Methods: Intraoperative pre- and post-repair transesophageal real-time 3DE was performed in 35 patients undergoing undersized ring annuloplasty for IMR. An advanced modeling algorhythm was used to assess 3D annular geometry and regional leaflet tethering. IMR recurrence (>= grade 2) was assessed with transthoracic echocardiography 6 months after repair.

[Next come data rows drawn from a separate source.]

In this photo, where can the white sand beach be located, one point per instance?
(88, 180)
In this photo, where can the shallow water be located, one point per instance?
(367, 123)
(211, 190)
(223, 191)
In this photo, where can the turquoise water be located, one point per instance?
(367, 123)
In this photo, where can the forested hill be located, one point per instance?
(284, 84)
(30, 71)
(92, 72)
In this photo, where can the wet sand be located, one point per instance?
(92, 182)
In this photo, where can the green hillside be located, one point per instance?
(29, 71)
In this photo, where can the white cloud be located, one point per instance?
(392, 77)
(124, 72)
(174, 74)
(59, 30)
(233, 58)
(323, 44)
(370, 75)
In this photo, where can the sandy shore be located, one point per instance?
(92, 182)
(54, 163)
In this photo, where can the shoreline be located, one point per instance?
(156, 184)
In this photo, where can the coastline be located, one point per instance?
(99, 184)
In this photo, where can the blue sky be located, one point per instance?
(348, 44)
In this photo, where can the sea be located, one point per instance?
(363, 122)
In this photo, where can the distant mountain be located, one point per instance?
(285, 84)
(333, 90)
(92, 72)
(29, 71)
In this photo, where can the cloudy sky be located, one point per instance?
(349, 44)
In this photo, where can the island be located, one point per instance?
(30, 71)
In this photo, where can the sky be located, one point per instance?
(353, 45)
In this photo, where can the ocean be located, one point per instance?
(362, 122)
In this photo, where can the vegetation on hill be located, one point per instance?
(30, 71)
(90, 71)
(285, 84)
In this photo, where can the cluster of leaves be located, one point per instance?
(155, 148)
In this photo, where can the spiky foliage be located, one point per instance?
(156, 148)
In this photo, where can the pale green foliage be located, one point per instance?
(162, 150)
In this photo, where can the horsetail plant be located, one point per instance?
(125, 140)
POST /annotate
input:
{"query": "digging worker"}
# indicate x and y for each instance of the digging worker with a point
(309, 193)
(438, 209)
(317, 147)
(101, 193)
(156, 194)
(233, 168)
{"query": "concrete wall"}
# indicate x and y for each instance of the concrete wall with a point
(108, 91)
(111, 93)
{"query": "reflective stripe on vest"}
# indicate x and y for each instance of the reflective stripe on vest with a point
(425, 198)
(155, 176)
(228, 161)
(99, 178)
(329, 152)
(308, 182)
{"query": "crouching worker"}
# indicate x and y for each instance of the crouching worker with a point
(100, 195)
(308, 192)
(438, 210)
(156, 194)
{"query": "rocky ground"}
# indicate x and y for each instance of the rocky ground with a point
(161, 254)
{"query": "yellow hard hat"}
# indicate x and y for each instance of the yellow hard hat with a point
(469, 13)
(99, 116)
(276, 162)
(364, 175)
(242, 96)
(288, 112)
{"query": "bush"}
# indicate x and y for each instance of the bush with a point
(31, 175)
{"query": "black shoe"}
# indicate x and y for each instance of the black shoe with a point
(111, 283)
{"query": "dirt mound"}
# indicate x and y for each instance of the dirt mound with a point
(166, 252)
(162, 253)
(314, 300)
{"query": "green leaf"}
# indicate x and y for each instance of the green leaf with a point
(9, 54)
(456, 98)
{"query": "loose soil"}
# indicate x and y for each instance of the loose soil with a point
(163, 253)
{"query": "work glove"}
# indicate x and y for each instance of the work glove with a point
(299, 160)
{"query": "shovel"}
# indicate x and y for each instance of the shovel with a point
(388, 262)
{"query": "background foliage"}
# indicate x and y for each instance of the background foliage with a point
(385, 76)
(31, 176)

Results: Annuloplasty significantly reduced septolateral diameter, commissural width, annular area, and tethering volume and significantly increased all segmental tethering angles (except A2). Intraoperative post-repair annular geometry and leaflet tethering did not differ significantly between patients with recurrent IMR (n = 9) and patients with non-recurrent IMR (n = 26). No intraoperative post-repair predictors of IMR recurrence could be identified.
Conclusions: Undersized ring annuloplasty changes mitral geometry acutely, exacerbates leaflet tethering, and generally fixes IMR acutely, but it does not always fix the delicate underlying chronic problem of continued left ventricular dilatation and remodeling. This may explain why pre-repair 3D valve geometry (which reflects chronic left ventricular remodeling) is highly predictive of recurrent IMR, whereas immediate post-repair 3D valve geometry (which does not completely reflect chronic left ventricular remodeling anymore) is not.